Overall, your explanation is largely correct, with a few additional points of clarification:
It’s important to point out here that while perhaps necessary for illustrating whatever point is being made by this presumably demonstration code, (non-constant) global variables should almost always be avoided unless absolutely necessary (which they rarely ever are, at least with properly-designed code), especially by beginners, since they make errors much easier to make and harder to find and solve, and the logic much harder to follow and reason about, as is indeed the case here. m gets modified several different places in several different scopes, making it substantially harder to determine why it has the particular value it does at a given point in your program’s execution.
Just to clarify, a bare raise inside an except block re-raises the existing exception, rather than raising a new exception as the comment might be read to imply—this is the same exception, not an “other exception”.
Also, its important to note that both the OP and the explanation seem to be confusing an exception, the thing that is raised, with the except blocks (called catch blocks in many other languages) that handle them, which are of course very different things. In fact, this re-raised exception is then caught by the outer except block that wraps the call to foo().
Again, to clarify, this except block is skipped (at least under normal circumstances) in the above because the ArithmeticError exception raised by the code is caught by the previous except block.
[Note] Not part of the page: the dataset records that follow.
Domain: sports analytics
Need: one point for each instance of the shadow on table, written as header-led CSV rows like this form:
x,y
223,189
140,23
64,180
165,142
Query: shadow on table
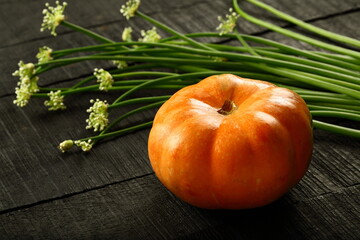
x,y
278,220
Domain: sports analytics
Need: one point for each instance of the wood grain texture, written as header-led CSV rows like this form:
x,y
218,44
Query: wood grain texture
x,y
112,192
142,209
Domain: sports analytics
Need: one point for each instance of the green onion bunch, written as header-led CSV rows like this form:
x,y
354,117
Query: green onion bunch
x,y
328,80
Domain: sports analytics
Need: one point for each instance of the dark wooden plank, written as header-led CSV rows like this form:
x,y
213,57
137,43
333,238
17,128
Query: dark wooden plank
x,y
34,119
143,209
112,191
33,169
201,13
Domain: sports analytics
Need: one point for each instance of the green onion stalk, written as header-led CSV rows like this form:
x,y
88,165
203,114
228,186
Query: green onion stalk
x,y
329,82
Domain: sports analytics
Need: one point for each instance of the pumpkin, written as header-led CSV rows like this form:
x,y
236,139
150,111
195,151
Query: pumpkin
x,y
231,143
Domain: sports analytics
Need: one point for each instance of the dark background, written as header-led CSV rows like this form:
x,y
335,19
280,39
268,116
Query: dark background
x,y
112,192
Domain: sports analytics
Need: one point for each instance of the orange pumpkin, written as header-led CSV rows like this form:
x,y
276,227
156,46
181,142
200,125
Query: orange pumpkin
x,y
231,143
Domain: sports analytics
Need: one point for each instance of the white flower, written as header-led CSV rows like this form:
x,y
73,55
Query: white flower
x,y
104,78
228,24
150,36
53,16
120,64
98,117
66,145
27,84
85,145
129,9
126,35
56,101
44,54
26,70
22,96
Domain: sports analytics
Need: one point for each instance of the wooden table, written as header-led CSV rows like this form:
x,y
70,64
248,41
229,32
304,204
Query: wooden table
x,y
112,192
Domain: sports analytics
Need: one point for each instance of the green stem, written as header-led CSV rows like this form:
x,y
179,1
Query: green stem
x,y
337,114
312,98
86,32
132,112
295,35
304,25
337,129
119,132
173,32
233,56
313,107
139,100
163,79
310,79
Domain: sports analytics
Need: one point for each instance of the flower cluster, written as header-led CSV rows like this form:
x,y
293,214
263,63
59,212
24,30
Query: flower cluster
x,y
27,84
98,117
104,78
129,9
120,64
85,145
56,101
150,36
126,35
44,54
228,24
66,145
53,16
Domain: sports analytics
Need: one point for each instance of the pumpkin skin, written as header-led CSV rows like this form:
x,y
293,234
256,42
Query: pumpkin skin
x,y
245,158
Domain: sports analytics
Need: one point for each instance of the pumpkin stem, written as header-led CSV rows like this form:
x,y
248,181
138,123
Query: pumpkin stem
x,y
227,108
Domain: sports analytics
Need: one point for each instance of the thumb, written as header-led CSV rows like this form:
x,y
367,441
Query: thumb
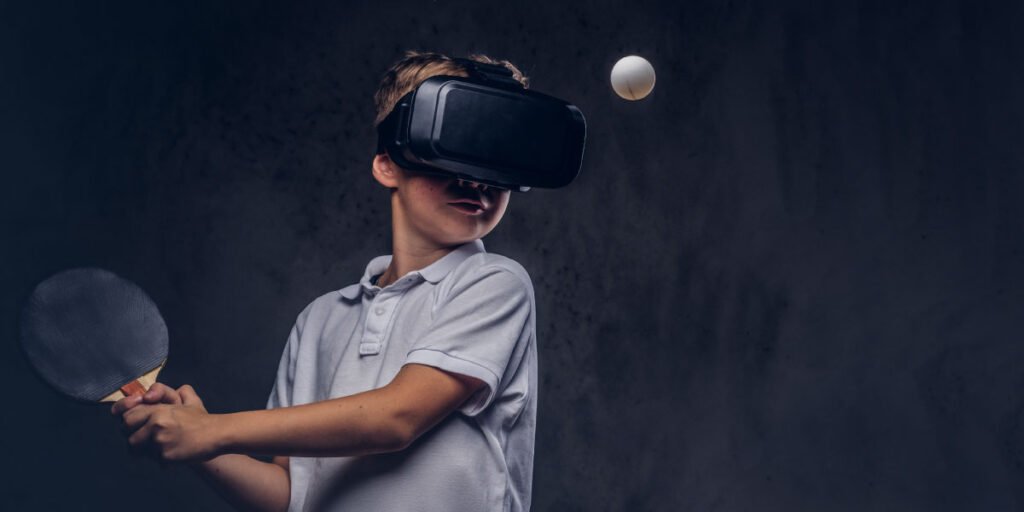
x,y
188,396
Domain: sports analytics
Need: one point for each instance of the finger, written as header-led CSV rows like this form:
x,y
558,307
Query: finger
x,y
162,393
125,404
188,396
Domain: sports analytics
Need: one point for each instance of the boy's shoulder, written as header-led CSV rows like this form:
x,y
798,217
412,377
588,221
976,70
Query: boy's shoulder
x,y
485,262
473,268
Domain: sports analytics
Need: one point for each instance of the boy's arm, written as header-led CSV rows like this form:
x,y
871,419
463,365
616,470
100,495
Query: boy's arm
x,y
387,419
243,481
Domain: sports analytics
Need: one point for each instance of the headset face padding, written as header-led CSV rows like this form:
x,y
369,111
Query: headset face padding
x,y
487,131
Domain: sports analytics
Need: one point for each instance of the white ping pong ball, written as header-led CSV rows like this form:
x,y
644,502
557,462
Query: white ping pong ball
x,y
633,78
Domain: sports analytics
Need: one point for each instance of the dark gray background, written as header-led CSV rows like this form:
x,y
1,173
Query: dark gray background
x,y
787,280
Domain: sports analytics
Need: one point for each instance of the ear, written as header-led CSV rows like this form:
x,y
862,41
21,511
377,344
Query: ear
x,y
385,171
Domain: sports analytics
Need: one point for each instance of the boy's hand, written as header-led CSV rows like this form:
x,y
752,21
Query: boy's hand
x,y
158,393
173,424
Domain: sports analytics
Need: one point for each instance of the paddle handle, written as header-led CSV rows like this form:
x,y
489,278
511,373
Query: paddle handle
x,y
137,386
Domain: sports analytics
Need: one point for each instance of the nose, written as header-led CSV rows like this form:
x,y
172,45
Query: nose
x,y
472,184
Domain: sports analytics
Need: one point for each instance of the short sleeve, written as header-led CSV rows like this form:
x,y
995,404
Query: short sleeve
x,y
281,393
479,330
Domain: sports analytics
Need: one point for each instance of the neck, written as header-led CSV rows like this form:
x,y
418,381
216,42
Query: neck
x,y
409,252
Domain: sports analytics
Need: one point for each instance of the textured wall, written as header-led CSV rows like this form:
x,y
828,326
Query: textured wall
x,y
788,280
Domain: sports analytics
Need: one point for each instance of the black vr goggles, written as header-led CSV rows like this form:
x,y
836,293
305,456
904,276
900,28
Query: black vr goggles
x,y
485,128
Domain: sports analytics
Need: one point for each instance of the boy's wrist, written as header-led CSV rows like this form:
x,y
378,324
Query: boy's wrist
x,y
223,433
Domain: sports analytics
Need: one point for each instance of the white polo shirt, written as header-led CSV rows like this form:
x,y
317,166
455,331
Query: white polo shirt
x,y
470,312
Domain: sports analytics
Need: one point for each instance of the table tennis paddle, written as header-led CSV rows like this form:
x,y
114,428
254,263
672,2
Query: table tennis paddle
x,y
93,336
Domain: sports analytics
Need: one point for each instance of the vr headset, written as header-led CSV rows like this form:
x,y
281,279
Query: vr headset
x,y
485,128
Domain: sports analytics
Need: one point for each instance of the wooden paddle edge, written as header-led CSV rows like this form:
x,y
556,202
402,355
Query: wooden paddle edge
x,y
137,386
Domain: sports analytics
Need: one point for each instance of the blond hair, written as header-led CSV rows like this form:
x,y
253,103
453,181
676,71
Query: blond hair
x,y
416,67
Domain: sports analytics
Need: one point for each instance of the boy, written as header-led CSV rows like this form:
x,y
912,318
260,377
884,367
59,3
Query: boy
x,y
414,389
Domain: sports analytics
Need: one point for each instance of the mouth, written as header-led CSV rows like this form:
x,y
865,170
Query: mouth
x,y
468,206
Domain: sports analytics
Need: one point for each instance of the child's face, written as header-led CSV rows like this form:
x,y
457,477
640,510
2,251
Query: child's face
x,y
443,210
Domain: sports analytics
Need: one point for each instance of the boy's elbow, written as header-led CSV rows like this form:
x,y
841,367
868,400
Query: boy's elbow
x,y
395,435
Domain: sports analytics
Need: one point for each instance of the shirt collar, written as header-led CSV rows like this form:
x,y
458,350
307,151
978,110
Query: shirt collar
x,y
432,272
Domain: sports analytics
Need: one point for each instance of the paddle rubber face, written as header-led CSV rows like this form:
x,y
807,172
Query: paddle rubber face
x,y
89,332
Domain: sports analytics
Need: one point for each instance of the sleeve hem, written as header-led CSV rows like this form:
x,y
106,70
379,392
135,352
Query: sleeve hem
x,y
441,360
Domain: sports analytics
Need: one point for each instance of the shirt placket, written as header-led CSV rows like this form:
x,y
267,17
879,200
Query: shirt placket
x,y
379,317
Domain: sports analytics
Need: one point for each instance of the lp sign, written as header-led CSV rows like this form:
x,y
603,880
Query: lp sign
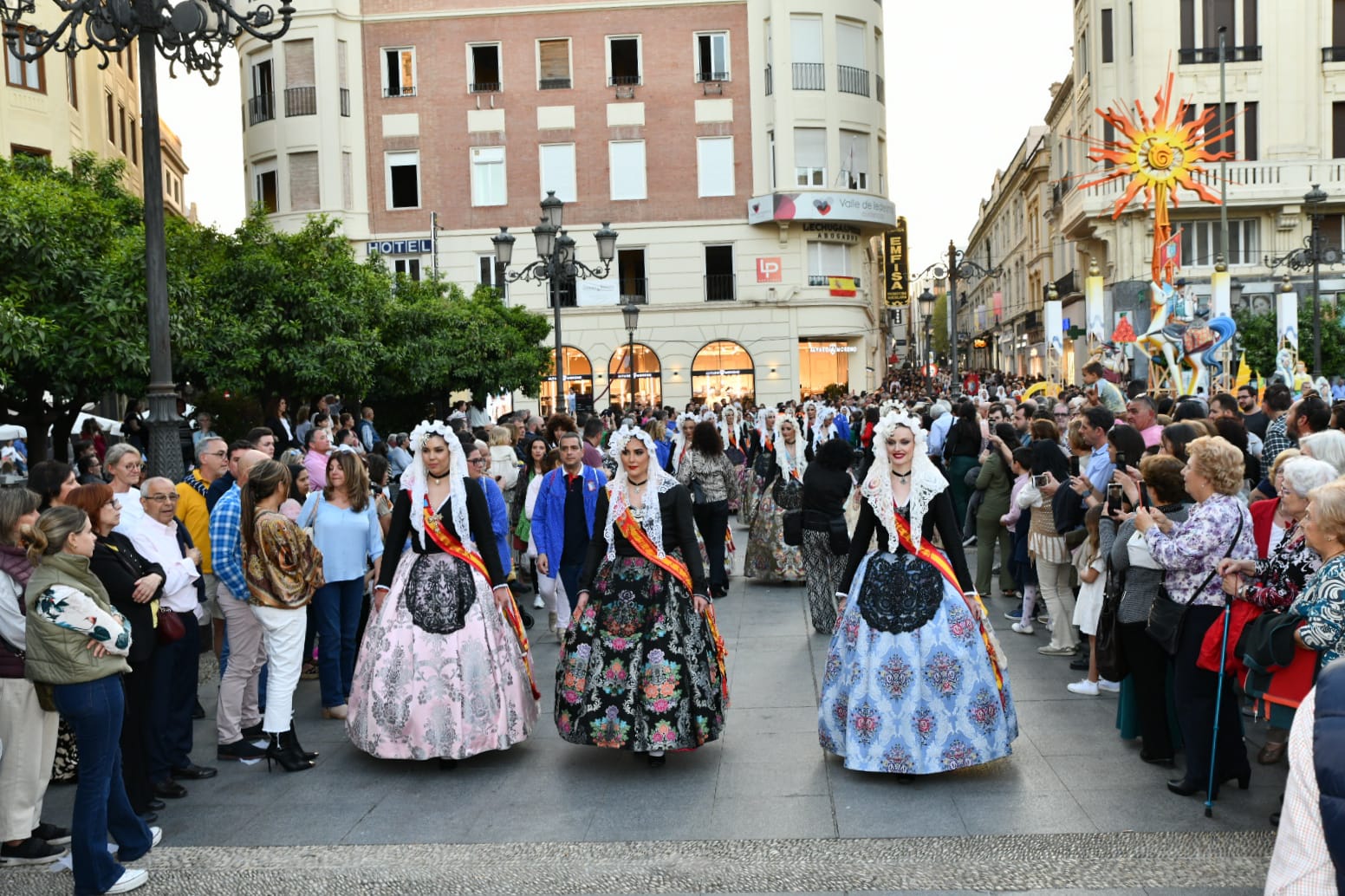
x,y
768,270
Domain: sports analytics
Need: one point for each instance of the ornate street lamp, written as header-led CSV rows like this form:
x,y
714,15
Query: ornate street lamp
x,y
631,315
192,34
555,263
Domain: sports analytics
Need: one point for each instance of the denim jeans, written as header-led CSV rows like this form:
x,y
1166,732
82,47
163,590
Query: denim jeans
x,y
336,610
94,711
173,700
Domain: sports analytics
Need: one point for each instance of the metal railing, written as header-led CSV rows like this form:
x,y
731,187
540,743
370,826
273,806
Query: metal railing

It’s also important to note that a bare except block is almost never what you want, as that will catch not only Exception subclasses but also other BaseException subclasses that you usually don’t want to catch, like KeyboardInterrupt and SystemExit, that are intended to exit your program—so if you had a bare except inside a main while loop, for instance, it could easily become to exit your program by normal means, e.g. Ctrl-C or sys.exit() and it could hang forever until the process was manually hard-killed. Instead, you almost always want at least except Exception instead, unless you know exactly what you’re doing.
Thank you for the thorough explanations!
Thank you for the clarifications and pointers!